Robotics

RLDX-1 Technical Report

New robotic policy triples success on dexterous tasks vs top competitors

Deep Dive

Researchers have introduced RLDX-1, a general-purpose robotic policy for dexterous manipulation built on the Multi-Stream Action Transformer (MSAT) architecture. MSAT unifies heterogeneous modalities — vision, language, motion, memory, and physical sensing — through modality-specific streams with cross-modal joint self-attention. The system also incorporates system-level innovations: synthesizing training data for rare manipulation scenarios, learning procedures specialized for human-like movement, and inference optimizations for real-time deployment. This combination allows RLDX-1 to handle complex, contact-rich tasks that require broader functional capabilities beyond typical vision-language-action models.
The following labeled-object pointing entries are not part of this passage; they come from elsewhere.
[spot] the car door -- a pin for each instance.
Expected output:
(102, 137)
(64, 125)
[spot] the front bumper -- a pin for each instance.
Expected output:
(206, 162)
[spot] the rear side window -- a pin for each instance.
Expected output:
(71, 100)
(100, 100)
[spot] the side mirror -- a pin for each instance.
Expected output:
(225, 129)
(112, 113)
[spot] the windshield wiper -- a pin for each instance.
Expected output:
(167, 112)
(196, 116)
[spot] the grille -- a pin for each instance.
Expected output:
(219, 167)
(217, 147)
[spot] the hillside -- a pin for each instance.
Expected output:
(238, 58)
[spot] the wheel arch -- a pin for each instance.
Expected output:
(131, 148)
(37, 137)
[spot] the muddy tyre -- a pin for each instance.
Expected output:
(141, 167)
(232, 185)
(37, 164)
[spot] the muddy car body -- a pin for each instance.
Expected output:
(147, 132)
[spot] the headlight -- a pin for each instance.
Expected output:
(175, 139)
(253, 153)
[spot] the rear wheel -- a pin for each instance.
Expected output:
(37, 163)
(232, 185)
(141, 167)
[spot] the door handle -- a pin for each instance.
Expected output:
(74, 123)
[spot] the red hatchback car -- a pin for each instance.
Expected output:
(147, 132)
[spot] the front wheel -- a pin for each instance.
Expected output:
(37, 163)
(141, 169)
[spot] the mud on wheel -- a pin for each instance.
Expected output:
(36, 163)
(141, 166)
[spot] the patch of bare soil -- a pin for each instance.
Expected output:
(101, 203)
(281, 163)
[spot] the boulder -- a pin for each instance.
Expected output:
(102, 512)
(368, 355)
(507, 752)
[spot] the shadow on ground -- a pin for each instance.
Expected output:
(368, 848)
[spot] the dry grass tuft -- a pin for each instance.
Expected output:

In empirical evaluations, RLDX-1 consistently outperformed recent frontier VLAs like π0.5 and GR00T N1.6 across both simulation benchmarks and real-world tasks. A standout result came from ALLEX humanoid tasks, where RLDX-1 achieved 86.8% success rates compared to roughly 40% for its competitors — a more than 2x improvement. These results position RLDX-1 as a promising step toward reliable robotic policies for real-world dexterous manipulation that demands adaptability and real-time control.

Key Points
  • RLDX-1 uses the Multi-Stream Action Transformer (MSAT) with modality-specific streams and cross-modal joint self-attention
  • Achieves 86.8% success on ALLEX humanoid tasks, vastly outperforming π0.5 and GR00T N1.6 (~40%)
  • Integrates motion awareness, memory-aware decision making, and physical sensing for complex real-world tasks

Why It Matters

RLDX-1 bridges the gap between generalist VLAs and real-world dexterous manipulation, enabling reliable robot control in dynamic environments.